El aspirante presidencial Aníbal Gaviria Correa, integrante de la denominada Gran Consulta, lanzó fuertes cuestionamientos al Gobierno nacional al afirmar que en Colombia se vive un “chantaje político” contra mandatarios regionales que no son afectos a la Casa de Nariño. En entrevista exclusiva con Extra Noticias Radio, Radio Tropical y Transmecar Radio, el exgobernador aseguró que esa práctica es “inconstitucional, injusta y absolutamente aberrante”, y prometió que en un eventual gobierno suyo trabajará con todos los alcaldes y gobernadores del país sin distinción política.
Gaviria, quien recorre el país como parte de la llamada “Expedición Colombia”, explicó que ha optado por hacer parte de su campaña en bicicleta para tener contacto directo con la ciudadanía y evitar, según dijo, “recintos cerrados y directorios políticos”. En esos recorridos, señaló, ha encontrado problemáticas que se repiten en distintas regiones: la inseguridad y la crisis en el sistema de salud. Sin embargo, también destacó la resiliencia de las comunidades y su capacidad de salir adelante pese a las dificultades.

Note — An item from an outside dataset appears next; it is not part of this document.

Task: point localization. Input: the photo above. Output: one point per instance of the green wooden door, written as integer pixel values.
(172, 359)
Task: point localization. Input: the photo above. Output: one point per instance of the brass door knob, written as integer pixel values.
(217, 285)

Uno de los ejes centrales de su propuesta es la descentralización con recursos reales. Gaviria sostuvo que el país arrastra por más de un siglo un modelo de Estado concentrador de poder en el centro, que, a su juicio, ya se agotó. “Aquí no estamos únicamente hablando de cambiar de presidente, sino de cambiar de modelo de Estado”, afirmó, al marcar distancia frente a lo que considera una descentralización “caricaturesca”, en la que se trasladan responsabilidades a departamentos y municipios sin los recursos suficientes.
El candidato aseguró que su experiencia como alcalde de Medellín y gobernador de Antioquia le permitió comprender el potencial de las regiones cuando cuentan con respaldo efectivo del Gobierno nacional. Por eso, insistió en que su apuesta es una “verdadera descentralización”, acompañada de financiación y apoyo institucional desde la Presidencia, para fortalecer la autonomía territorial y mejorar la gestión pública en las regiones.
En ese contexto fue enfático al señalar que actualmente, tanto en este como en gobiernos anteriores, se presenta una práctica que calificó como “chantaje político”. Según explicó, cuando el presidente no coincide políticamente con un alcalde o un gobernador, “le cierra las llaves de los recursos de la nación”. Frente a ello, prometió que “con Aníbal Gaviria el chantaje político se acaba” y anunció que trabajará con los 32 gobernadores y los más de 1.100 alcaldes del país, sin importar su filiación o postura electoral.
De cara a la Gran Consulta prevista para el 8 de marzo, Gaviria defendió este mecanismo como una alternativa a lo que llamó la política de los extremos. Sostuvo que Colombia no puede volver a una confrontación que divida al país entre proyectos antagónicos y que, por el contrario, la consulta representa una propuesta de unidad en medio de la diversidad, con nueve candidatos entre los cuales los ciudadanos podrán elegir.
Finalmente, invitó a los colombianos a participar masivamente en las urnas y rechazó los llamados a la abstención, que calificó como una afrenta a la democracia. Reivindicó su trayectoria en Antioquia y Medellín como prueba de experiencia y resultados, y aseguró que su candidatura busca “darle más poder a las regiones”, convencido de que el país funciona mejor cuando el Estado se construye desde los territorios y no únicamente desde el centro.